По сути дела – между занятиями, конференциями, преподаванием и бесконечными ланчами – мне стало понятно, что кроме стэнфордских курсовых работ я ничего здесь не получу. В конце года я подала заявление на академический отпуск и уехала в Сан-Франциско, где в перерывах между случайными подработками много писала. Однако то, что получилось в результате, романом назвать было нельзя. Он не имел ни начала, ни конца. Да и особого сюжета там тоже не было. Я удивлялась и не могла понять. О писательском кризисе я уже побеспокоилась загодя, но создание огромного «неромана» не входило в число возможных решений.

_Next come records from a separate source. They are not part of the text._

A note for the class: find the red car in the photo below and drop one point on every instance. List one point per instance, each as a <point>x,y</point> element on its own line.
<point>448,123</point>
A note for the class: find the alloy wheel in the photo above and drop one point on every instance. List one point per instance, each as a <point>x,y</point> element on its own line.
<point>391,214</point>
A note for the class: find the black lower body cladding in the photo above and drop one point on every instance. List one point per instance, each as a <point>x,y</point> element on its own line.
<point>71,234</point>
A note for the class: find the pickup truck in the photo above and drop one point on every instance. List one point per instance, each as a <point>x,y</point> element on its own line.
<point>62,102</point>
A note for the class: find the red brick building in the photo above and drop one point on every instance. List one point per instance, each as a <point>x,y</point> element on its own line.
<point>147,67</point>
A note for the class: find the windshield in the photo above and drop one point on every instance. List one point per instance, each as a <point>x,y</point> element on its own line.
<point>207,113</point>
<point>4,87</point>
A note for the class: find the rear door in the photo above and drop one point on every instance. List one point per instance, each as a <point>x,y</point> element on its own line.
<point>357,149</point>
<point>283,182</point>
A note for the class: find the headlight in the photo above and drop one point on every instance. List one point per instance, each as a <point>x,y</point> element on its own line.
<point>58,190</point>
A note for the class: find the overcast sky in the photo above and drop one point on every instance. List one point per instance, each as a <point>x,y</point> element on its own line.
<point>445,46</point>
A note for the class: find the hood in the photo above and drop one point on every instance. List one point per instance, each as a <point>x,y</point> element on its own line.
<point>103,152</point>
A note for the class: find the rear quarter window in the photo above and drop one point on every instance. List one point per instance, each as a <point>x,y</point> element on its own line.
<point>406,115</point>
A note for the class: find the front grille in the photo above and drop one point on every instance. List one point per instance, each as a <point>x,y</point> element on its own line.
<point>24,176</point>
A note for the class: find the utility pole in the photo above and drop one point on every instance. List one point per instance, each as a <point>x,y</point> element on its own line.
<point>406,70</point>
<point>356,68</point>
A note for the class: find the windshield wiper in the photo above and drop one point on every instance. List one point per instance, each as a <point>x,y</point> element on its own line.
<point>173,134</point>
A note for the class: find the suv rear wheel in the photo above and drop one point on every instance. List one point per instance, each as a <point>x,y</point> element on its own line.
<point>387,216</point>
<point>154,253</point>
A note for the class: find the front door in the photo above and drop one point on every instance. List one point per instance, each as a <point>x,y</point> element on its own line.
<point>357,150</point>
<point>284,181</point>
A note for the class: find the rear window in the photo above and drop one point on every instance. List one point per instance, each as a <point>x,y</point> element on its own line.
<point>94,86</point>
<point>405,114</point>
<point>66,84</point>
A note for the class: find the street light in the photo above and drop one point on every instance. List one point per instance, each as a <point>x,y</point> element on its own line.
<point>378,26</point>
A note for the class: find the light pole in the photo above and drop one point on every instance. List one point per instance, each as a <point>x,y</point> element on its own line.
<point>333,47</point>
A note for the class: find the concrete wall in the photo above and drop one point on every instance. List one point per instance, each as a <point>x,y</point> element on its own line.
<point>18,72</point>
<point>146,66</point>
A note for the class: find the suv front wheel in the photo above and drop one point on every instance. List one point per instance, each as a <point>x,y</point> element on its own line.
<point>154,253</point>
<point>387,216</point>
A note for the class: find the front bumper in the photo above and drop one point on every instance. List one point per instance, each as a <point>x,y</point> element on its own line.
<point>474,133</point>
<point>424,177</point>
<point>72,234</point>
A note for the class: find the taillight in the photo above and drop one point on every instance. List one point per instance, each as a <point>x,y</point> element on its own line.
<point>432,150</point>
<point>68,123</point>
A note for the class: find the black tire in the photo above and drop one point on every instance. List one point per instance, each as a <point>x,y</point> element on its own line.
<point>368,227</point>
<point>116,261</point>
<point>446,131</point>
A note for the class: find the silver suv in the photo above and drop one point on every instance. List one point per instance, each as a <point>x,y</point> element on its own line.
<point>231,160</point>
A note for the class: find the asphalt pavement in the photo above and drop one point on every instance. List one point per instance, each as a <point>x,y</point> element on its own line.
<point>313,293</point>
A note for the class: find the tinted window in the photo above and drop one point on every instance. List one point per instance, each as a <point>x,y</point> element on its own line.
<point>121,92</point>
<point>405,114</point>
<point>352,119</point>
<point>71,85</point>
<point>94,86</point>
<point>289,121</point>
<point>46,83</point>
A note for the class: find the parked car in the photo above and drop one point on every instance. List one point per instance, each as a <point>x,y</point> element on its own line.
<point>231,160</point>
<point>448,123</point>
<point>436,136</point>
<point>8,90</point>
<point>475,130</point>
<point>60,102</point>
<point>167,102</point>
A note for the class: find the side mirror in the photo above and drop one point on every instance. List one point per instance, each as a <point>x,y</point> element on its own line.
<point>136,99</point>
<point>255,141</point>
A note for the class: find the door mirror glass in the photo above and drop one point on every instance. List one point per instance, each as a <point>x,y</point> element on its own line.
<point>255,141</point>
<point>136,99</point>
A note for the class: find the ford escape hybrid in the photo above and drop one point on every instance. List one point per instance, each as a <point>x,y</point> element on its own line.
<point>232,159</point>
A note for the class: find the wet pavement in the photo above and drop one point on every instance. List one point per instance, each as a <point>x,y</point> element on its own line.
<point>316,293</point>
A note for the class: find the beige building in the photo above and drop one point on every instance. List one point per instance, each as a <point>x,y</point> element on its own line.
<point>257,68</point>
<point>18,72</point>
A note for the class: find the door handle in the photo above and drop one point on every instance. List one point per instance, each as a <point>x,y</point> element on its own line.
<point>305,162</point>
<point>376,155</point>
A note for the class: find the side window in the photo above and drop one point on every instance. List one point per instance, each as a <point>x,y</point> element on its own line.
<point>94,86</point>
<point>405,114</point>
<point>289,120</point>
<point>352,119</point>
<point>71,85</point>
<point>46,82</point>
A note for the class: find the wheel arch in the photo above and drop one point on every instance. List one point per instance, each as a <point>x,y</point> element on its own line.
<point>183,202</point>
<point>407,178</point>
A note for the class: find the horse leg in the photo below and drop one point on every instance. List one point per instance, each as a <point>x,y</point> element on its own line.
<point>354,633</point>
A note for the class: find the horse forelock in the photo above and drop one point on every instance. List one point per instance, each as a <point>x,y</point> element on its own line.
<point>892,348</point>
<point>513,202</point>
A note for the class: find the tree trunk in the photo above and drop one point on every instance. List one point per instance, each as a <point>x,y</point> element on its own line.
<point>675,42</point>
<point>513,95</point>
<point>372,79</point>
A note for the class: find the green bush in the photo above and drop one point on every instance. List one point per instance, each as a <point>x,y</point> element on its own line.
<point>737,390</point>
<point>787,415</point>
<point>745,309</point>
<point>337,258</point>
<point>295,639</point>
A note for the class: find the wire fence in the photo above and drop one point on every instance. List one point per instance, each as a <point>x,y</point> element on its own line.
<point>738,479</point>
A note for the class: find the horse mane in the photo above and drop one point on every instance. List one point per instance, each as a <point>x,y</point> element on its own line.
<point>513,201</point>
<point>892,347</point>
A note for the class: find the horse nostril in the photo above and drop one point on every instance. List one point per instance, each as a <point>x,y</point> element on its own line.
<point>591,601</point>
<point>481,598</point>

13 сентября 2001 года, направляясь на пробежке к мосту Золотые ворота, я как раз обдумывала эту проблему, когда вдруг грохнулась, наткнувшись на какой-то пластиковый барьер, возведенный, как я позднее узнала, для защиты моста от террористов. Другие бегуны помогли мне подняться. Странные ощущения в руке заставили меня обратиться в ближайшую больницу. Несколько часов я провела в приемном покое, телевизор под потолком показывал бесконечные кадры с телами, их вытаскивали из-под Всемирного торгового центра. Наконец я прошла в кабинет, где врачи извлекли из коленей мелкий гравий, сделали рентген руки, сообщили о переломе локтя и экипировали меня гипсом с подвеской. В счете стояло 1700 долларов. Этот опыт заставил меня взглянуть на текущий жизненный путь пристальнее и трезвее. Чем я занимаюсь? Бесцельно суечусь в мире, о котором у меня нет ни малейшего внятного представления, пишу бесконечный роман бог знает о чем, без медстраховки, без настоящей работы? Через неделю позвонил завкафедрой и спросил, не хочу ли я вернуться в Стэнфорд. Я ответила «да».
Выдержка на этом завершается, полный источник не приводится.